Estimates from the National Psoriasis Foundation indicate that more than 8 million people in the U.S. suffer from psoriasis and that approximately 30% of those individuals develop psoriatic arthritis (PsA).1 Given these statistics, roughly 2.4 million people in the country are likely affected by PsA. Moreover, patients with this systemic condition carry a higher-than-average burden of cardiometabolic comorbidities, such as diabetes, hypertension, cardiovascular disease—and obesity.
“Obesity is one of the stronger risk factors for development of psoriatic arthritis, along with severe psoriasis, history of joint trauma, family history and general inflammatory bowel disease,” says Alexis Ogdie, MD, MSCE, rheumatologist and associate professor of medicine and epidemiology, Perelman School of Medicine, University of Pennsylvania, Philadelphia, and director of the Penn Psoriatic Arthritis and Spondyloarthritis Program.
Dr. Ogdie estimates that approximately 50% of patients with PsA in the U.S. have a body mass index (BMI) of more than 30, a percentage exceeding that of the entire nation’s general population by just 9%, according to currently available statistics from the Centers for Disease Control and Prevention.2 The overall trend toward a more obese populace is expected to continue, and, thus, rheumatologists can expect the number of patients they see with PsA who also are obese to rise as well.

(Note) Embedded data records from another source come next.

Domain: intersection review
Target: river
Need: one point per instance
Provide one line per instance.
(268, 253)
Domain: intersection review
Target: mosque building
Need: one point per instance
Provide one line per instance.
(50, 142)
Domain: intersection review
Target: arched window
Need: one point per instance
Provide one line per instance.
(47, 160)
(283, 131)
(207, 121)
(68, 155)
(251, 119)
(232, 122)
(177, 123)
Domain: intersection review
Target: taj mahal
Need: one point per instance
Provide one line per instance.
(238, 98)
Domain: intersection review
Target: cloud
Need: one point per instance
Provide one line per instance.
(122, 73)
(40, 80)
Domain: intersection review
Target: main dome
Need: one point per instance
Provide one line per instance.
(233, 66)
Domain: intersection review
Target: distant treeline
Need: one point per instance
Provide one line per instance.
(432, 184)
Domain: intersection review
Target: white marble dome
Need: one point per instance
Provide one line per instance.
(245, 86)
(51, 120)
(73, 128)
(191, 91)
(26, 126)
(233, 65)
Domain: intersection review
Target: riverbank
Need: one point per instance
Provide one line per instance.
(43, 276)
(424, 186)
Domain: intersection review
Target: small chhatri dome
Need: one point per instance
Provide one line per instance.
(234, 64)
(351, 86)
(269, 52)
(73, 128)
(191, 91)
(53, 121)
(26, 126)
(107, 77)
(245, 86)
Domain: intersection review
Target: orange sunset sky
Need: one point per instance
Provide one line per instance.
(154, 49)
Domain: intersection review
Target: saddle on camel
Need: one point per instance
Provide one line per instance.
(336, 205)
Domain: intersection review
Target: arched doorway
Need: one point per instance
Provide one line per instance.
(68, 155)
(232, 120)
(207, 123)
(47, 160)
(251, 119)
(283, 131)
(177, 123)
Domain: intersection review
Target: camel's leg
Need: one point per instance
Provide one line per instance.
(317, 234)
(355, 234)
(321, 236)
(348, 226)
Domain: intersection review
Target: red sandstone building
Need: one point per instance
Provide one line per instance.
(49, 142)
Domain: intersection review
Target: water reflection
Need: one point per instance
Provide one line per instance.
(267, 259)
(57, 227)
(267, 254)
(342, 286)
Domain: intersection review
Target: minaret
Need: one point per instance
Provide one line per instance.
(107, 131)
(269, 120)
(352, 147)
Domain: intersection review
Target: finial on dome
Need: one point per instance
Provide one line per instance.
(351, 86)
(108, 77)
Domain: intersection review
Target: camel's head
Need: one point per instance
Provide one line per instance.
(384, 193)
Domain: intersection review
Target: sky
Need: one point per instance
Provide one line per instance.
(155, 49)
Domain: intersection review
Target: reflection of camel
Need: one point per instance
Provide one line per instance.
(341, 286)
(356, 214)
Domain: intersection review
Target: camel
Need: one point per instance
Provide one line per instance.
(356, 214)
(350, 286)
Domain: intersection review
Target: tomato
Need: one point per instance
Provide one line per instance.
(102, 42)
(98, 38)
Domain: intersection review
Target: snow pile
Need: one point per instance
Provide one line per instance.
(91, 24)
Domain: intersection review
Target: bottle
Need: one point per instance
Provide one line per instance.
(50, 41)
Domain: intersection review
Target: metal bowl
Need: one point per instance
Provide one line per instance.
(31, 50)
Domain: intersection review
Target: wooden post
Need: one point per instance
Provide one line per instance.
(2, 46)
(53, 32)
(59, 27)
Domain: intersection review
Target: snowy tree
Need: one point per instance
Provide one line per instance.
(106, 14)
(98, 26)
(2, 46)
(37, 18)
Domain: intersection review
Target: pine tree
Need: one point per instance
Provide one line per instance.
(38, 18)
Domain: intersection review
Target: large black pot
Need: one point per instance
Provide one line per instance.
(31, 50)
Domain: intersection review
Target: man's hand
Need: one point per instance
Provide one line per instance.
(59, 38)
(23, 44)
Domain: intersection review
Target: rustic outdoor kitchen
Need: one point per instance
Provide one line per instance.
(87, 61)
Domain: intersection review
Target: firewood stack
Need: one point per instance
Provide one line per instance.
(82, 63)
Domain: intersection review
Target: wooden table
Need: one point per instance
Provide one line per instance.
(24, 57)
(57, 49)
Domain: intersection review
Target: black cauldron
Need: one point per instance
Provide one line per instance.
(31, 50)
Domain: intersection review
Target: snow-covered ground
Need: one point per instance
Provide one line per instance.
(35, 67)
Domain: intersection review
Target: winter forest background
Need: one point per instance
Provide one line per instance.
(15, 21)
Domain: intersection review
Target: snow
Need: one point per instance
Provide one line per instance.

The relationship between PsA and obesity is complex and possibly bidirectional in nature. It has been theorized that the chronic systemic inflammation that characterizes obesity is not only caused by the excess weight but may be a risk factor for it.3 This is one of many reasons treatment management for patients affected by both PsA and obesity is particularly challenging for the rheumatologists and rheumatology professionals who work with them. Many are exploring new ways to approach and care for these patients.
The Weight Factor
Given the progressive nature of PsA, the earlier the disease can be diagnosed the better the long-term treatment outcome, says Dr. Ogdie. However, any diagnosis of PsA can take time, as undiagnosed patients generally first go to their primary care doctor, who might find inflammatory conditions that point to PsA. “Having uveitis or inflammatory bowel disease, for example, might elevate the likelihood that the patient’s joint complaints are psoriatic arthritis, and speed up diagnosis,” Dr. Ogdie notes.
However, an obese patient, particularly one without any of these telltale inflammatory conditions, can be especially difficult to diagnose, according to Dr. Ogdie. “People with obesity have a higher prevalence of osteoarthritis, so this can be hard to separate out—are these symptoms of osteoarthritis, is this mechanical in general, or is it psoriatic arthritis?” she says. “Patients with obesity have a higher prevalence of fibromyalgia and that’s also sometimes difficult to distinguish from PsA.”